Instruments | Transverse Flutes Around the World | Woodwind
Transverse flutes worldwide, though they vary cosmetically and in size, have few variations on a common design: a parallel-bored tube with blowing aperture and a row of finger holes on the front (and occasionally a thumb hole). Most are made from locally available tubular materials, particularly bamboo.
End-blowing means that, in a bamboo or reed flute, the size of aperture across which the player blows tends to vary with the bore of the particular piece of raw material. Stopping up the end and making a new blowing hole in the side of the flute allows the maker to control the aperture’s size and shape.

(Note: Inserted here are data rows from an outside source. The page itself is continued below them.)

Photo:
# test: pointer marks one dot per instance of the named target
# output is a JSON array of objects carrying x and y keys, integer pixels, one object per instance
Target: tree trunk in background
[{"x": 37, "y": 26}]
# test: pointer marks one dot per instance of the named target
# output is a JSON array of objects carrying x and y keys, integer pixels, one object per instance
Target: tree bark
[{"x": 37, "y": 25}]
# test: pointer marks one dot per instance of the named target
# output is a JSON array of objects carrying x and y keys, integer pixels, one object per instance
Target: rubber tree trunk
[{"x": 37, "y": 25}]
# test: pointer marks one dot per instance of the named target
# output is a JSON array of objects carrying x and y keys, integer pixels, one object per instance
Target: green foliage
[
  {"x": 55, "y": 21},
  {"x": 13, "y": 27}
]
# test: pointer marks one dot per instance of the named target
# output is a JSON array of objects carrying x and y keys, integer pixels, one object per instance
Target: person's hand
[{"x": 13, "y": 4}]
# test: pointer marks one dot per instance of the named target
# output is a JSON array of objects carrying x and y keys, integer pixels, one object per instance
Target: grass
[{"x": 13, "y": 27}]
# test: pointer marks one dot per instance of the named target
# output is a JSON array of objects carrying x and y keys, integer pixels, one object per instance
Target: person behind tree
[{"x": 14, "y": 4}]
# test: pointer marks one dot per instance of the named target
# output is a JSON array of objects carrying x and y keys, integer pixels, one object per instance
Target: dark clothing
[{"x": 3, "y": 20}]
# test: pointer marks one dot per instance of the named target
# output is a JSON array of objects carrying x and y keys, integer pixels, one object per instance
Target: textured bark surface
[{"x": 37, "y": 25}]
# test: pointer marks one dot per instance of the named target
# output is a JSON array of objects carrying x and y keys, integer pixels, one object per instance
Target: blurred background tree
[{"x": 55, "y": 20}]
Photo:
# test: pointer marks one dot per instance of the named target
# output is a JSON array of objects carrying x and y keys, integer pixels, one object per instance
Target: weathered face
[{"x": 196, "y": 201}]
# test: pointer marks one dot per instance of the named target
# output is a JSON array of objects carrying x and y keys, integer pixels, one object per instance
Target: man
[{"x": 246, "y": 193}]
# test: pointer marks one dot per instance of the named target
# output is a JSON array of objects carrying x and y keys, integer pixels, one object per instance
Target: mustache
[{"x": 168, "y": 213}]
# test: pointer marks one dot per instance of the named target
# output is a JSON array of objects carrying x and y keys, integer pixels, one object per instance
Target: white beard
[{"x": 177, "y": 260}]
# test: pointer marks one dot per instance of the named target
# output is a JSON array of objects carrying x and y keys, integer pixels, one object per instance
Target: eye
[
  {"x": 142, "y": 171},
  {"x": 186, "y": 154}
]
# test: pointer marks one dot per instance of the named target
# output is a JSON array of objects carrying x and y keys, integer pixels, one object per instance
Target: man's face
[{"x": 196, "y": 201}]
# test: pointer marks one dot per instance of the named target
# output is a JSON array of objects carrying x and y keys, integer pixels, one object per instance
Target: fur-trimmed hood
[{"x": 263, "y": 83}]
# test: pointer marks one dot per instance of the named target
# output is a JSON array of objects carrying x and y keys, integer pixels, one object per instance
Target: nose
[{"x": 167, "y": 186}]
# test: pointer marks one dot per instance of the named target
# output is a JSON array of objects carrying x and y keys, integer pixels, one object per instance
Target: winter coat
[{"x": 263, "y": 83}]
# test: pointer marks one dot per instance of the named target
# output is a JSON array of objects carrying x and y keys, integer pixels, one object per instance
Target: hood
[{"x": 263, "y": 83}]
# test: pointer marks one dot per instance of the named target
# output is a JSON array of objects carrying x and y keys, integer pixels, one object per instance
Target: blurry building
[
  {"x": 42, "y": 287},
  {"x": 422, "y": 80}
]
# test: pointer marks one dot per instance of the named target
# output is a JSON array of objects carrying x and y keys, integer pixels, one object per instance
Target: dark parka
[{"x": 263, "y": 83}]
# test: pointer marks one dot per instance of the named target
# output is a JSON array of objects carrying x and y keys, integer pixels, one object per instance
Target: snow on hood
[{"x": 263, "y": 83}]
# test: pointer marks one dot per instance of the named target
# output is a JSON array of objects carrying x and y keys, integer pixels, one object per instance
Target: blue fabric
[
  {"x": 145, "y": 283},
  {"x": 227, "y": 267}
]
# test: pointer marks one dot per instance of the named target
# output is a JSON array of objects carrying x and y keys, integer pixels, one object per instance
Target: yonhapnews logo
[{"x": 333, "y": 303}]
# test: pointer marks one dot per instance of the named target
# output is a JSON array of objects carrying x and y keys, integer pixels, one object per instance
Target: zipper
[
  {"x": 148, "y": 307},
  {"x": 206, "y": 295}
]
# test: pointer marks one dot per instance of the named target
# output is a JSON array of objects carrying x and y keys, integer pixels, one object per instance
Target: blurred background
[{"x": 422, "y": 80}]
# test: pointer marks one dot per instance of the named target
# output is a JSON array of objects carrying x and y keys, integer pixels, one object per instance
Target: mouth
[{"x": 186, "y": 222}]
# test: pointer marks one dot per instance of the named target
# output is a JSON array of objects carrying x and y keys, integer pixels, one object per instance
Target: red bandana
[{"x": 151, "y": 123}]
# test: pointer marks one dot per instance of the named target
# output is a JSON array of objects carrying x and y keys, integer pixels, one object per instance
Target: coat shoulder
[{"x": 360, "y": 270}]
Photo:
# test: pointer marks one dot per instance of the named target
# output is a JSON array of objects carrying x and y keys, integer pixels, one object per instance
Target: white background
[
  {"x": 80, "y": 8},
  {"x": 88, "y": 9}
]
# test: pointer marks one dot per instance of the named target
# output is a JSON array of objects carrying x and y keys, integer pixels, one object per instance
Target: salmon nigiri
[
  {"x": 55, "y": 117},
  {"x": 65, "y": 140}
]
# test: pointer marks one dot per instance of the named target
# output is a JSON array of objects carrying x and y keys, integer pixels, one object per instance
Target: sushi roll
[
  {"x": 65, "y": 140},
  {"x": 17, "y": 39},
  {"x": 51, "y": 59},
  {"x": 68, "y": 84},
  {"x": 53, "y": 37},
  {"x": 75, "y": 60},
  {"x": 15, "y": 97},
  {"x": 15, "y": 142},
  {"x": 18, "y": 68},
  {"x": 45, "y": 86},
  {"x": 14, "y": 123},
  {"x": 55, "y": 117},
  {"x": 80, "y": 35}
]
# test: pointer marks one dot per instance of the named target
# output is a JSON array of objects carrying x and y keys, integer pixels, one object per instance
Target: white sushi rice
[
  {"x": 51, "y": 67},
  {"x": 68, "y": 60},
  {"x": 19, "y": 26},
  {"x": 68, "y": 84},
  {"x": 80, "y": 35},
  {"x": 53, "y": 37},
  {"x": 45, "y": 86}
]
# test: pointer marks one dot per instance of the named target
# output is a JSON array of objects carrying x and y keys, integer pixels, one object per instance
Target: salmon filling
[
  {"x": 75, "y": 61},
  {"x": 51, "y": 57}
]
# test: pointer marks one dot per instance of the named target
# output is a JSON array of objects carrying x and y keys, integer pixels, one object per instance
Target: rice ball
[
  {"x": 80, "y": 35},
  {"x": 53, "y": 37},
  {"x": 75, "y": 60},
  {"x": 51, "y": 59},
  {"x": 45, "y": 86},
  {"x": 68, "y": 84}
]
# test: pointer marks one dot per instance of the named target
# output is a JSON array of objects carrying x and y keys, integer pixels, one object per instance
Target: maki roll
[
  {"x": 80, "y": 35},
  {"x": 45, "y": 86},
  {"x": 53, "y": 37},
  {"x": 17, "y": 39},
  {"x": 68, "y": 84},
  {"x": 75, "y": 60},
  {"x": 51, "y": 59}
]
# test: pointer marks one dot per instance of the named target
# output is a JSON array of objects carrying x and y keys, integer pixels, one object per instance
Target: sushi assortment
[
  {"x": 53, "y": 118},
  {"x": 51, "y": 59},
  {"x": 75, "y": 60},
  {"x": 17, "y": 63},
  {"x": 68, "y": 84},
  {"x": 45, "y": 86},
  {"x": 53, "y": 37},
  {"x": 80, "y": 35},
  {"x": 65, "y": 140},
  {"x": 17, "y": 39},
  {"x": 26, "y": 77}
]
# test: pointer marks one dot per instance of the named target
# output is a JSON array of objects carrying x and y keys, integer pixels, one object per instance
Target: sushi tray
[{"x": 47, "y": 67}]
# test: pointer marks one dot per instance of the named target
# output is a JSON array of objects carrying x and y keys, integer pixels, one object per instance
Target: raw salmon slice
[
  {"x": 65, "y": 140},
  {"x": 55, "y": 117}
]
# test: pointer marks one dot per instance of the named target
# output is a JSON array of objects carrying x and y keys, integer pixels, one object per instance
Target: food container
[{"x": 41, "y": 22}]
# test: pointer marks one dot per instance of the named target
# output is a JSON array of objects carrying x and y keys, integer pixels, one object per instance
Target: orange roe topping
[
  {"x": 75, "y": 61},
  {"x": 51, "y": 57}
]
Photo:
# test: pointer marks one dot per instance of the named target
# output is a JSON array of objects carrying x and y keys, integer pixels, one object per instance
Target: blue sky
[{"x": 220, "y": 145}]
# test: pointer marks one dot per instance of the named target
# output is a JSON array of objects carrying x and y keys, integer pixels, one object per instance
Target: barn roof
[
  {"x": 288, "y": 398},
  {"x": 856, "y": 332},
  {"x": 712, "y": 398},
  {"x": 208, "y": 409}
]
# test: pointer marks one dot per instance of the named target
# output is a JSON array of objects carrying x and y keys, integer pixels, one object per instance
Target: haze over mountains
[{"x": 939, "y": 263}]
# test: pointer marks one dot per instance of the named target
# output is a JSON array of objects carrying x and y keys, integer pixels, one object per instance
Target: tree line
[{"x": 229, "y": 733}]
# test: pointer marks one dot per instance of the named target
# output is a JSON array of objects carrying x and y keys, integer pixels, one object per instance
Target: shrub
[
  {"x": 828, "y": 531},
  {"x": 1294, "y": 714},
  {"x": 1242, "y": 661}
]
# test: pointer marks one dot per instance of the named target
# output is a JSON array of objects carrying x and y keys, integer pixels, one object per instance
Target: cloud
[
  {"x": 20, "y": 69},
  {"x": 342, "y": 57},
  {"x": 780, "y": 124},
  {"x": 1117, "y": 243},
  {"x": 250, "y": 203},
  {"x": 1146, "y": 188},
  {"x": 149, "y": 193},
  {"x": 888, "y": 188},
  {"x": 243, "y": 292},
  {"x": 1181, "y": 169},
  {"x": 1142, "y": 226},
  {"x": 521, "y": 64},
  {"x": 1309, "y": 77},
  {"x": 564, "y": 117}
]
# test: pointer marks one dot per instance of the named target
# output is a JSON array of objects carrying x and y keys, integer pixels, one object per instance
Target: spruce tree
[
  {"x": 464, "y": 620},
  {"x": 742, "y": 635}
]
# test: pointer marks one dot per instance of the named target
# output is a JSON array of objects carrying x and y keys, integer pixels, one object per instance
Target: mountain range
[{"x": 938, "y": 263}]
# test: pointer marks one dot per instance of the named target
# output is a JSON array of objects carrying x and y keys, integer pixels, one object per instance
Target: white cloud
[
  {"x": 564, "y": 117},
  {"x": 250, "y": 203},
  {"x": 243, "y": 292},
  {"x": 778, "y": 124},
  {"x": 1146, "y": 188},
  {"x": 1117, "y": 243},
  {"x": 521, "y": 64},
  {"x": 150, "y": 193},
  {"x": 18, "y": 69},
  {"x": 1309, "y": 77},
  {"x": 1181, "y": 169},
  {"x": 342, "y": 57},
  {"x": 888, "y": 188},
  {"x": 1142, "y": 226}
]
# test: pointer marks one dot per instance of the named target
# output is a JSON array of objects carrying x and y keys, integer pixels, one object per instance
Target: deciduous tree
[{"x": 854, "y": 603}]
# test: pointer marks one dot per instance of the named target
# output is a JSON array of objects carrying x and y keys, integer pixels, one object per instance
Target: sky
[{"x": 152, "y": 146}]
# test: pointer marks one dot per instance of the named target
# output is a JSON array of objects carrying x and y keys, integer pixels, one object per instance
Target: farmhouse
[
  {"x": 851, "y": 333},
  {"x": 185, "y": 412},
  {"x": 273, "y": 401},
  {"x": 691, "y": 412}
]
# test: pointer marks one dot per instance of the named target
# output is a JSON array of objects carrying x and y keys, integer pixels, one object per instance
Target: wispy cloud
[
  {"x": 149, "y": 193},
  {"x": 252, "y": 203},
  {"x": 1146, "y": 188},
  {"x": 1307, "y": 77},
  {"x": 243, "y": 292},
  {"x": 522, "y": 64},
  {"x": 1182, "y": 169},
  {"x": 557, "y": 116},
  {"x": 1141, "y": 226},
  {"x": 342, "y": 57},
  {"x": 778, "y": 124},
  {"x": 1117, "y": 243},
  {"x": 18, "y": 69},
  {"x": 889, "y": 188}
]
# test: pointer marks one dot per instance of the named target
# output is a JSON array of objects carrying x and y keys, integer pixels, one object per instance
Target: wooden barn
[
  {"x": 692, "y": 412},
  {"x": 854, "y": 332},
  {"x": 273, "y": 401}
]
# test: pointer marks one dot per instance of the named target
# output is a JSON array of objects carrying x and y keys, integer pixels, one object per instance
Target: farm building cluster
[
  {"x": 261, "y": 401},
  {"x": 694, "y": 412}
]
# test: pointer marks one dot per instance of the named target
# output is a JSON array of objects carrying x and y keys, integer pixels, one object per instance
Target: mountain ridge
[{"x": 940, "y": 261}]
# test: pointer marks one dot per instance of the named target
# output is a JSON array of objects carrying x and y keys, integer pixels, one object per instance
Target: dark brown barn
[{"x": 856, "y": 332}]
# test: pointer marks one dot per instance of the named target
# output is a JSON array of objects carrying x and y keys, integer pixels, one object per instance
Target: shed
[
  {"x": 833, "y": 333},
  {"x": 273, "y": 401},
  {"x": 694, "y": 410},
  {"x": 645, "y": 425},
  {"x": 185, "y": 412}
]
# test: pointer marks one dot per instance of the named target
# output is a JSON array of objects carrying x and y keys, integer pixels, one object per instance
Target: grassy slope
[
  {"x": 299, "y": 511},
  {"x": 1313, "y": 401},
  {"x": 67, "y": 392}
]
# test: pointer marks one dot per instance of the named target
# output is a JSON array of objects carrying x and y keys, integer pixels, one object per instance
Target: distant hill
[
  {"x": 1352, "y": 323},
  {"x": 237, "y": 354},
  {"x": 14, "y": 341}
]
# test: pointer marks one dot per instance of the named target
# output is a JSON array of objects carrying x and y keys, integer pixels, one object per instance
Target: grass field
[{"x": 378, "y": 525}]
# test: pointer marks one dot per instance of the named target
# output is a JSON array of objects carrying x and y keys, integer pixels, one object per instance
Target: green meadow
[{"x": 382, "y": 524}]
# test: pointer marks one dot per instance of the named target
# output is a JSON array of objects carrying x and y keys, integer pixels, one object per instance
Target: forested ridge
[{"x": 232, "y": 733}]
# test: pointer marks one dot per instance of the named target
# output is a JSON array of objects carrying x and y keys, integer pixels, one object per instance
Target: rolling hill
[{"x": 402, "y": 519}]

In north India the name bansuri, derived from the word bas, meaning ‘bamboo’, applies to both transverse and duct flutes. The transverse flute, usually eight-holed, used in the Carnatic music of southern India is called a venu.
In China, most transverse flutes, named dizi, have an extra hole between the blowing aperture and the equal-sized finger holes (usually six); this is covered with a piece of thin paper-like membrane peeled from the inner surface of bamboo. Carefully adjusted, this dimo resonates with the blown note to create a mirliton effect similar to that of a kazoo or comb and tissue paper. The Japanese shinteki, Okinawan fanso and Korean taegum have a similar device. These days many dizis are fitted with a metal tuning slide, but they are made so accurately, and bamboo is so temperature-stable, that it is rarely necessary to adjust it.